May 2, 2016 21:40 GMT  ·  By

In interviews with three media outlets today, Australian businessman Craig Wright claimed to be and attempted to prove he was "Satoshi Nakamoto," the moniker used by Bitcoin's inventor in the cryptocurrency's early life.

In front of reporters from the BBC, The Economist and GQ, Mr. Wright executed a Bitcoin transaction and signed the operation using the same public key used to sign the first ever Bitcoin transaction back in 2009.

Influential people in the Bitcoin world believe Wright's claims

Mr. Wright also posted a technical write-up on his blog, providing the evidence to support his claims. Jon Matonis, founding director of the Bitcoin Foundation, gave Wright's demonstration legitimacy and said that he believes that the Australian cryptography guru is truly the man that created Bitcoin.

Later during the day, Gavin Andresen, one of Bitcoin's core developers and a force to be reckoned with in the Bitcoin landscape, also said that he also believed Wright.

Later during the day, the other Bitcoin devs revoked Andresen's commit access to Bitcoin's core code.
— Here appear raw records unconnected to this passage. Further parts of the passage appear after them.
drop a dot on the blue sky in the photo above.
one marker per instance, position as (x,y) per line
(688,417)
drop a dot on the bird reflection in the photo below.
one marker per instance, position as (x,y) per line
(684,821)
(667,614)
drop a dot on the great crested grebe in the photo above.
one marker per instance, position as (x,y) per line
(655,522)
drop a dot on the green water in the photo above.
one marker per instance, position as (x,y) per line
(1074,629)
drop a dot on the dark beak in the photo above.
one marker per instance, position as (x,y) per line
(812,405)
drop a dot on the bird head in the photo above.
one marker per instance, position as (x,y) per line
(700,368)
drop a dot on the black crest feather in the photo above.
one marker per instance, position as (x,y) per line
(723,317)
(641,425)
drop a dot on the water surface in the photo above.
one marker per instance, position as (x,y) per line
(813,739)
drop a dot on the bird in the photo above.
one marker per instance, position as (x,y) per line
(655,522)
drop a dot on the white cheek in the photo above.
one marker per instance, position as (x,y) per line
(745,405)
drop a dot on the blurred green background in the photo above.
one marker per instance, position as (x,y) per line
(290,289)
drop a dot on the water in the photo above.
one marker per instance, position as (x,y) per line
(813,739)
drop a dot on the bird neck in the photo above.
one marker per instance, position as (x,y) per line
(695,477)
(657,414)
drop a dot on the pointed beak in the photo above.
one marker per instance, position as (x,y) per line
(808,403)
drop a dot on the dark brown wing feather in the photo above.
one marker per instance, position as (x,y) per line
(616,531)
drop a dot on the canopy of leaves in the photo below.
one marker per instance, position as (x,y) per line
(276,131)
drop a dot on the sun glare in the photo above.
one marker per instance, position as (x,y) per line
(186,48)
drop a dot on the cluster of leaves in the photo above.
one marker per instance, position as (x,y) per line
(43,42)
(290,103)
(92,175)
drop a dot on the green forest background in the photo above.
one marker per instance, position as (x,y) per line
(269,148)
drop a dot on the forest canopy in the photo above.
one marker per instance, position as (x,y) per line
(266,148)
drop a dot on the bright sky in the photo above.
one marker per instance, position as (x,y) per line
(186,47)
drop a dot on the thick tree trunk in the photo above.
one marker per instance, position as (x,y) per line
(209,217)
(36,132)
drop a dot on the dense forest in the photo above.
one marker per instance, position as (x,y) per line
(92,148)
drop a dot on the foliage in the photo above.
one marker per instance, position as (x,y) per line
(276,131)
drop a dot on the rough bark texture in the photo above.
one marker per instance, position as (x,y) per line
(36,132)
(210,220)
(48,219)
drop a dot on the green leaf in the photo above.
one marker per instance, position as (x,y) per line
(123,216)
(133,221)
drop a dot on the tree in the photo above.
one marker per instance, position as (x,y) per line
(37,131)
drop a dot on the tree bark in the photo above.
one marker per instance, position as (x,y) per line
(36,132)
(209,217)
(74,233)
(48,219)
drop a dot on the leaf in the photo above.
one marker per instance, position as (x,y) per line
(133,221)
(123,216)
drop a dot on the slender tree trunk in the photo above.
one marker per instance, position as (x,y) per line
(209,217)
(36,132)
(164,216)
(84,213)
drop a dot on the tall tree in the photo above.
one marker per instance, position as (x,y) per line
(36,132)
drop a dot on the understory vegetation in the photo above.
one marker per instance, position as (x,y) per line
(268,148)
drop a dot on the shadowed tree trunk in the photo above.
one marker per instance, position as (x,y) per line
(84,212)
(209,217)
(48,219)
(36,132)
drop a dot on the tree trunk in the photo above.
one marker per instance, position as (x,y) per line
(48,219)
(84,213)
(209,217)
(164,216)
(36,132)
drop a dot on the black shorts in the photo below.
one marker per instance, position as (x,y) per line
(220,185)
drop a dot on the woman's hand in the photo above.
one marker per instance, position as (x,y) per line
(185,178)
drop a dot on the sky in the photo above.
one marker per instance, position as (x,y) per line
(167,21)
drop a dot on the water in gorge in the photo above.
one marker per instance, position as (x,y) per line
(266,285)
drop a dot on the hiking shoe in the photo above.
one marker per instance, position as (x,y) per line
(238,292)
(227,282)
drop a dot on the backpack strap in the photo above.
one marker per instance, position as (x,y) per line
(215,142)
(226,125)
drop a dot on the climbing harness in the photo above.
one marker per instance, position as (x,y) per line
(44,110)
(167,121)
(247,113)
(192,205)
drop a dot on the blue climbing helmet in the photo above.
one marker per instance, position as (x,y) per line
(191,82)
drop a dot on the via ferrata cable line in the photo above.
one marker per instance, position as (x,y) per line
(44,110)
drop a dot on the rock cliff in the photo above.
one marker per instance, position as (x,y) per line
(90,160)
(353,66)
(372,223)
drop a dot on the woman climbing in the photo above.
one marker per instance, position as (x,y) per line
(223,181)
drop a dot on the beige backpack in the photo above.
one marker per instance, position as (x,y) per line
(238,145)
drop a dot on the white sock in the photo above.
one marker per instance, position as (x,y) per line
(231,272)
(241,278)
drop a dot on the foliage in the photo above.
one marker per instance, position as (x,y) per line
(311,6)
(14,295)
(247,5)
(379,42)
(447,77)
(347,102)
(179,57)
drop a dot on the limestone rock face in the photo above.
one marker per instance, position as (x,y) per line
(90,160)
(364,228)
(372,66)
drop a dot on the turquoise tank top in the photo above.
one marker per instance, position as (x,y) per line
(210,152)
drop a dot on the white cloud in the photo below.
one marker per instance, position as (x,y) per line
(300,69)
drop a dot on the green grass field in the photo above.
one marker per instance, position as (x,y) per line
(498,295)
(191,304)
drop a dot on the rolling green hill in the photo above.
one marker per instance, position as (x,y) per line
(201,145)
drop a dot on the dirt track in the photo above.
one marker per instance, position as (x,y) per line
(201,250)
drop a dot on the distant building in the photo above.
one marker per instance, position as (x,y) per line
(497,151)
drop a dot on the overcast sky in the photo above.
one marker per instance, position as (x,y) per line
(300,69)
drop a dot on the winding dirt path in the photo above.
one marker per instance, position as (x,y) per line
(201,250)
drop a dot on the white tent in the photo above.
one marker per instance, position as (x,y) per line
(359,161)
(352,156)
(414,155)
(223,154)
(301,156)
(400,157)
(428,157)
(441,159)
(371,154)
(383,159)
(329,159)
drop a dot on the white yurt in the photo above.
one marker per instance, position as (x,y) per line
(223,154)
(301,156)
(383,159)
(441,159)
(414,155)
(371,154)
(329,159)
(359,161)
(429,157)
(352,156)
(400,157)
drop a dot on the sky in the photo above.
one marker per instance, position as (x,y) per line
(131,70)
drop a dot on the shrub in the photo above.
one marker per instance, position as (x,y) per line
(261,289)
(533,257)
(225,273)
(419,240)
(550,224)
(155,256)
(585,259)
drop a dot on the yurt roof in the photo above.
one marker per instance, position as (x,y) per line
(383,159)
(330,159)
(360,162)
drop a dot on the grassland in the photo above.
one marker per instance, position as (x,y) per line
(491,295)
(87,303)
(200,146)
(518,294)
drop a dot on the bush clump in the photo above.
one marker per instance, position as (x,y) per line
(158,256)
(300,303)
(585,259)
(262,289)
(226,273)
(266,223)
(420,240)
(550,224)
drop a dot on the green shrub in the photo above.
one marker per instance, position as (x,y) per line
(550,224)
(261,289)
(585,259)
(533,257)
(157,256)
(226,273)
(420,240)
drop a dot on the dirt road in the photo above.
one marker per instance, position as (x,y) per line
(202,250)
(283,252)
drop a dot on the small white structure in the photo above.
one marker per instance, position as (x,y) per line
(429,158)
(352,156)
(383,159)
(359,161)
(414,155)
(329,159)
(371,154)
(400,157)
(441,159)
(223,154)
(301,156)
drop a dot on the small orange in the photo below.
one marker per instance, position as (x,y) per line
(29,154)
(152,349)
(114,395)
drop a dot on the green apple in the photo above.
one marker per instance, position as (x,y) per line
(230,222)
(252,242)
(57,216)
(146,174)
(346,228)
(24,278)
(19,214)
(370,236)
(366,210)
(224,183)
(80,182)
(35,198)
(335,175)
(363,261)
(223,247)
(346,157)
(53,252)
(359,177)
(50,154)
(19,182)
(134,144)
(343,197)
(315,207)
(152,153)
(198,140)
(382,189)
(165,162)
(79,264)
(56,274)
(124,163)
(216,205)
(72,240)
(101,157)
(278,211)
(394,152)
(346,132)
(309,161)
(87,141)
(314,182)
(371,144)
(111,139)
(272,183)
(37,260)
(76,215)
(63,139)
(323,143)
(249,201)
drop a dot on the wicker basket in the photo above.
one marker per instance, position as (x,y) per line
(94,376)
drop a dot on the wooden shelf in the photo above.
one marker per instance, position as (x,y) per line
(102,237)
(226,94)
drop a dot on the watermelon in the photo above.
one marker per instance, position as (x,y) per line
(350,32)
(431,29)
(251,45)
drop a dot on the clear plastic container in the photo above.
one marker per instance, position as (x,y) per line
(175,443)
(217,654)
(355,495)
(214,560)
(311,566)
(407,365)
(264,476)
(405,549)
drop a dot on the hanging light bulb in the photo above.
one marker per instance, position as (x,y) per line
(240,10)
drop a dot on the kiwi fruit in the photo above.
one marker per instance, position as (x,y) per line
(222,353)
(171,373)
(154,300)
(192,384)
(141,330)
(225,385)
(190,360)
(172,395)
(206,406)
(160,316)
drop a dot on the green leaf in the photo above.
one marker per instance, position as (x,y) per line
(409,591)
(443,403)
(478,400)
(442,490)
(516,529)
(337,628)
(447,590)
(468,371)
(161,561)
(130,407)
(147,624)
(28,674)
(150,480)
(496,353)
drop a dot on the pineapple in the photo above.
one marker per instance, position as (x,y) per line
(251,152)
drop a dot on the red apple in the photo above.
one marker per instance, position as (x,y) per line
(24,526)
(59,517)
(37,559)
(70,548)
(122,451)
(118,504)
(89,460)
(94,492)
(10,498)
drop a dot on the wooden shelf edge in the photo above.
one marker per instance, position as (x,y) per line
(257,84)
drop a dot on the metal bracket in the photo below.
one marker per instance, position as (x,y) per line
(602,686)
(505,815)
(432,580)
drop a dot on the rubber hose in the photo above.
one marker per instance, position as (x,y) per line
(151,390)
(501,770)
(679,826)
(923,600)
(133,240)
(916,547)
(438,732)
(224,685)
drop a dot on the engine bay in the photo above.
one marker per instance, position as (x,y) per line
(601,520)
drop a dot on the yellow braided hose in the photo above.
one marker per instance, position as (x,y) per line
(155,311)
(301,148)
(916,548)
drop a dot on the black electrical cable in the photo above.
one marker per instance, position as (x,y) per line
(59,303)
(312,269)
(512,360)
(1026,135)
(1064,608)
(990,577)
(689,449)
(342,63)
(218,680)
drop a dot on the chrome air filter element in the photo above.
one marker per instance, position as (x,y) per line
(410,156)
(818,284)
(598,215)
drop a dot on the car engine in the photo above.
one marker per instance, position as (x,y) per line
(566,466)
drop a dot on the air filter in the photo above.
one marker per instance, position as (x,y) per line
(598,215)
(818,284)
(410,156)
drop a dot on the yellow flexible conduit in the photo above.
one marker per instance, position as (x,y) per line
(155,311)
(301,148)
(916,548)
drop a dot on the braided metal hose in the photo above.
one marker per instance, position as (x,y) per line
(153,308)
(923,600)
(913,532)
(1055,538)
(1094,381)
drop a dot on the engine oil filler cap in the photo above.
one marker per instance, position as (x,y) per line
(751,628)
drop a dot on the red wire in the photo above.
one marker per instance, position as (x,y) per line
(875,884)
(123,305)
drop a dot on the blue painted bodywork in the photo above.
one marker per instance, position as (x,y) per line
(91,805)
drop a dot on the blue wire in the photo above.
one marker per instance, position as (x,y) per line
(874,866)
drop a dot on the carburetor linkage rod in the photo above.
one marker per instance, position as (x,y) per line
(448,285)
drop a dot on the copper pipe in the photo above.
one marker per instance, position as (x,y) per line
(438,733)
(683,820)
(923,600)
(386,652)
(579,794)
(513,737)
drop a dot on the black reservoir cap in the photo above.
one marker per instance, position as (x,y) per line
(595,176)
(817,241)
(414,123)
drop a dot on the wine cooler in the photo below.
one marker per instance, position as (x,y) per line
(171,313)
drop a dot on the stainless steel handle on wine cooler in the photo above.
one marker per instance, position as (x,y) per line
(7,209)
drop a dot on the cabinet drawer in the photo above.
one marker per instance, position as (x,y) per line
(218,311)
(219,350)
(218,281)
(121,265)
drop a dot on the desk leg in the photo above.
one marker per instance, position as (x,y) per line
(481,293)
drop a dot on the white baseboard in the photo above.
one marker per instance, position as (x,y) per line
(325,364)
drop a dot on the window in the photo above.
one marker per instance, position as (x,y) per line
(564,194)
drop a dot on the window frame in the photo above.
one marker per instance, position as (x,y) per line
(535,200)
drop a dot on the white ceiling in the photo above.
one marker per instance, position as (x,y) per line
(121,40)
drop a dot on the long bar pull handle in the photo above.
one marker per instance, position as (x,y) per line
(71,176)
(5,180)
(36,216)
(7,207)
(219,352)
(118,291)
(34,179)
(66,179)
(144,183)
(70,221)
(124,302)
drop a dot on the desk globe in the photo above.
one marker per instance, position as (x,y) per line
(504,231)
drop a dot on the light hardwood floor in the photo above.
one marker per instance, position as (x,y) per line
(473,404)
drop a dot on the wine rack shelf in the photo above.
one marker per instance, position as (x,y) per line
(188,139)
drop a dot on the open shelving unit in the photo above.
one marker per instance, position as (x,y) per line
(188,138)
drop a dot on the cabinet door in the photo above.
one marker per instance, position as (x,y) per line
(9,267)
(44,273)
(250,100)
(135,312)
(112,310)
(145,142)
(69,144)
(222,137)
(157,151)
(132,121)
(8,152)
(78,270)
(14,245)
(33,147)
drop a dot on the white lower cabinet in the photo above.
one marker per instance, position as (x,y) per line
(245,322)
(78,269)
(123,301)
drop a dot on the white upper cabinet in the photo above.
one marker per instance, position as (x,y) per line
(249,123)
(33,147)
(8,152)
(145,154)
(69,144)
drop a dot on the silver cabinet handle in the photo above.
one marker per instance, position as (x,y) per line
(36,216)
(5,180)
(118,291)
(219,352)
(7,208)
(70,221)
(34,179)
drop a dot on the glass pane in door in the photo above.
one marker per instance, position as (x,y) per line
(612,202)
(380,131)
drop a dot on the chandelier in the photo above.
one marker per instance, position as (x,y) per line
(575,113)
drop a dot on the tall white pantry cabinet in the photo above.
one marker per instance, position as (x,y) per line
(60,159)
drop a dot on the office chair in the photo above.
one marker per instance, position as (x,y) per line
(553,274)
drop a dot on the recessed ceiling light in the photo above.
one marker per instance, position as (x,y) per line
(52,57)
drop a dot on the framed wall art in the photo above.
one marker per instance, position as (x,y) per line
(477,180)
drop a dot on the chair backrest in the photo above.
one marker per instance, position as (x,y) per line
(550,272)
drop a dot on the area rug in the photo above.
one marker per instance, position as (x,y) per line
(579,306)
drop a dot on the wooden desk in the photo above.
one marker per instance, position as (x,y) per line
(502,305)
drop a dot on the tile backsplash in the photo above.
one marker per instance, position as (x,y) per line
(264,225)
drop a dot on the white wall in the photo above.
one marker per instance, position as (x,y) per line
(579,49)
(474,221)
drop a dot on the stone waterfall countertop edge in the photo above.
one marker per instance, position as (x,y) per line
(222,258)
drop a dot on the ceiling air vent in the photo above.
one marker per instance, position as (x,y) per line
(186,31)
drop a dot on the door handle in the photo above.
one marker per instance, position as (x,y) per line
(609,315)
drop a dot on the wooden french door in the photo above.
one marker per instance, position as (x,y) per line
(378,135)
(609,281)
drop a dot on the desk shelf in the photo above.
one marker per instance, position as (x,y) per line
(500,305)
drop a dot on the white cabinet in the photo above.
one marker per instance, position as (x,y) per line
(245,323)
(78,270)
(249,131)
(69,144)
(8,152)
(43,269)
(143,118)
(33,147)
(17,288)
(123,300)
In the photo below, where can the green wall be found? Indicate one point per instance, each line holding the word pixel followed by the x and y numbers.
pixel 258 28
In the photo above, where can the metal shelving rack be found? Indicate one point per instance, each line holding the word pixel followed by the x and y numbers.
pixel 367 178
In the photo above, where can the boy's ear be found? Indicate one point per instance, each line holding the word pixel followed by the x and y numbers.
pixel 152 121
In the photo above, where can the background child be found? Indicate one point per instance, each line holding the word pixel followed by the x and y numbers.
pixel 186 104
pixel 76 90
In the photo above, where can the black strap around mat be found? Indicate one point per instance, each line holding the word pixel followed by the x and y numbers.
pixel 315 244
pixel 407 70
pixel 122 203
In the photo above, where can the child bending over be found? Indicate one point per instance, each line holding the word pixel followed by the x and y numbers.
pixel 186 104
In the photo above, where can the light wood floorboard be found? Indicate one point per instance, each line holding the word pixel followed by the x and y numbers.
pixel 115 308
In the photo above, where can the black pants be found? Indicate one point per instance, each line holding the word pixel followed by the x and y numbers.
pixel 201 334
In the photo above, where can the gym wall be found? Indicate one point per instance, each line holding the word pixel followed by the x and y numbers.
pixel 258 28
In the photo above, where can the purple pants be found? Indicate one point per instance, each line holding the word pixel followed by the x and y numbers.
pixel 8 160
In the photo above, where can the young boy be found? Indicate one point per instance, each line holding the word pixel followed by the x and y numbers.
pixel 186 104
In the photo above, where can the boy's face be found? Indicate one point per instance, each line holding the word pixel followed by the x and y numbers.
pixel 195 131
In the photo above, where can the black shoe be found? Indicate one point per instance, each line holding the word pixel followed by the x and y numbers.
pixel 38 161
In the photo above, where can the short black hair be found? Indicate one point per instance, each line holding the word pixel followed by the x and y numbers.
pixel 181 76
They explained their decision by claiming that they suspected that Andresen's blog was hacked.

Controversy surrounds Wright's claim

Wright's name first surfaced in the media last year in December, when Wired and Gizmodo published separate investigations that arrived at the same conclusion, that Bitcoin was Wright's brainchild.

Critics dismissed the investigations claiming to be nothing more than a clever and doctored media stunt. Those critics weren't impressed with today's demonstration either.

The first one to criticize Wright was a Google engineer who tweeted that "He's not Satoshi. He just reused a signed message (of a Sartre text) by Satoshi with block 9 key as 'proof'." The Bitcoin project itself soon followed suite.

Many users of the Bitcoin community pointed out on Reddit and about any other site that has its comments section open that Wright is under investigation by the Australian Taxation Office, and he may be nothing more than a charlatan, sent in by the banking sector to destabilize the cryptocurrency.